Modern interpretations of the Nutfa
Various modern Muslim scholars have tried to harmonize the teachings from the Koran and Hadith on Nutfa with modern biological knowledge. For example, the Iraqis Iyad As'ad dunun aš-Sawi has developed the theory in a book about the evolution of man, that there are three types of Nutfa: 1. male Nutfa that the sperm corresponded, which are contained in the semen; 2. the female Nutfa, which corresponds to the egg cell expelled by the ovaries ; and 3. the Nutfa as a mixture according to sura 76: 2, which corresponds to the zygote .
literature
- MA Albar: Human development as revealed in the holy Qurʾān and ḥadīth . 3rd edition. Jeddah 1992.
- Julia Bummel: Procreation and prenatal development of humans according to writings of medieval Muslim religious scholars on the "medicine of the prophet". Hamburg 1999. Available online at: http://ediss.sub.uni-hamburg.de/volltexte/1999/244/pdf/Dissertation_Julia_Bummel.pdf
- Theodor Frankl: The origin of man according to the Koran. Prague: Calve 1930. Available online here: http://archive.org/stream/MN41889ucmf_3#page/n3/mode/2up
- Ayād Asʿad Ḏunūn aš-Šāwī: al-Masār min an-nuṭfa ilā dār al-qarār . Al-Mauṣil: al-Maġrib li-ṭ-Ṭibāʿa wa-t-Taṣmīm 2000.

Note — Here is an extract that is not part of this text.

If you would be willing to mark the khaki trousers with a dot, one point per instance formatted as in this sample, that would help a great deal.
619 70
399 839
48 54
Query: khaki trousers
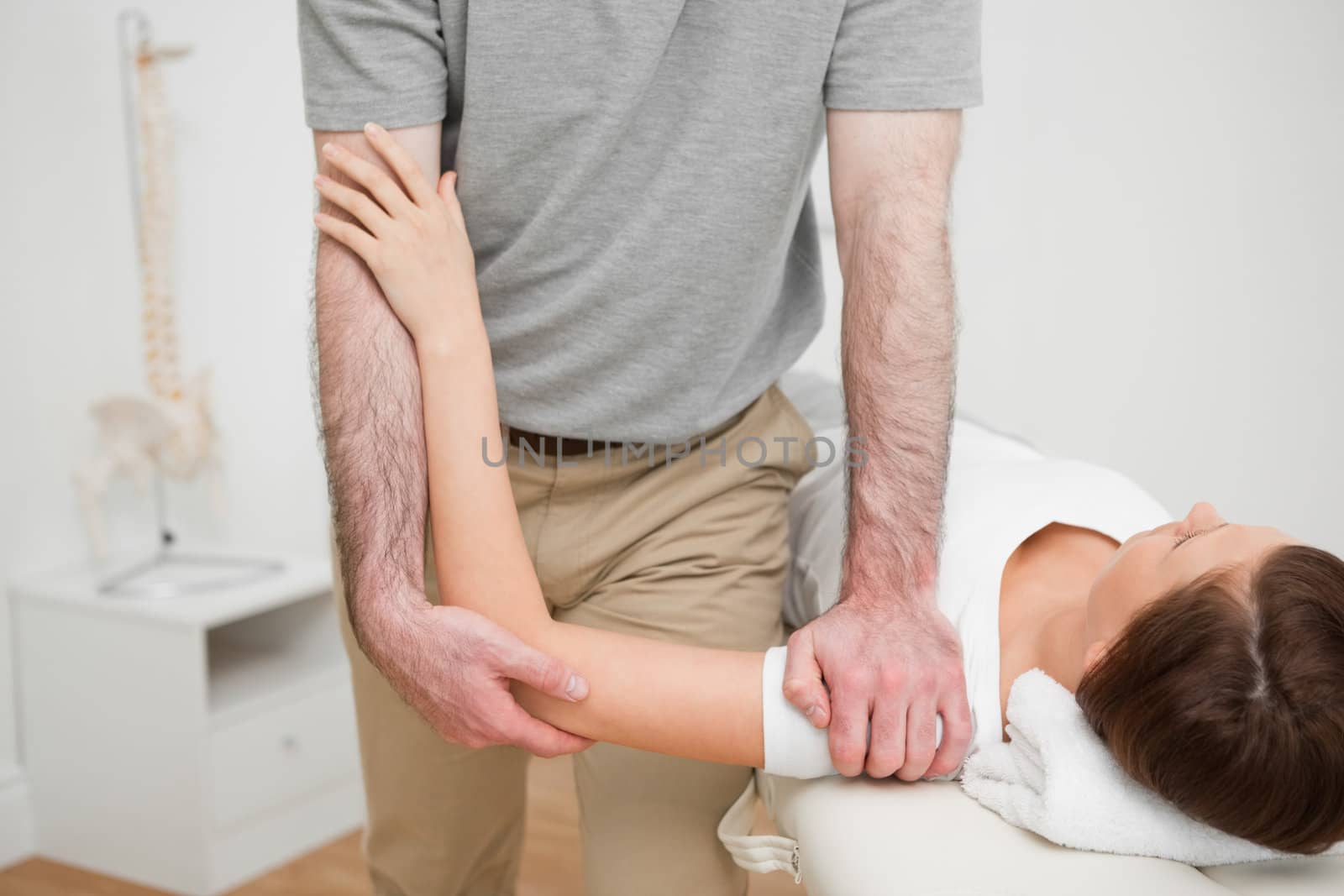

- Ursula Weisser: Conception, Heredity and Prenatal Development in Medicine of the Arab-Islamic Middle Ages . Erlangen 1983.
Individual evidence
- ↑ Cf. at-Tabarī: Ǧāmiʿ al-bayān ʿan taʾwīl āy al-qurʾān ad Sura 36: 77-79.
- ↑ See Frankl 25.
- ↑ See Frankl 27.
- ↑ See Weisser 117–119.
- ↑ See Bummel 76f.
- ↑ See Bummel 82f.
- ↑ See Weisser 103-109.
- ↑ See Bummel 183, 197.
- ↑ Quoted from Bummel 200f.
- ↑ See Weisser 356.
- ↑ See Frankl 32.
- ↑ Quoted from Bummel 193.
- ↑ Cf. al-Ǧāmiʿ aṣ-ṣaḥīḥ, K. al-qadar No. 2.
- ↑ Quoted from Bummel 184f.
- ↑ See Josef van Ess: Between Ḥadīṯ and Theology: Studies on the emergence of predestinian tradition . Berlin [u. a.]: de Gruyter 1975. pp. 1-32.
- ↑ See van Ess 22.
- ↑ Cf. his book al-Masār min an-nuṭfa ilā dār al-qarār p. 19. Albar 57-63 said something similar earlier.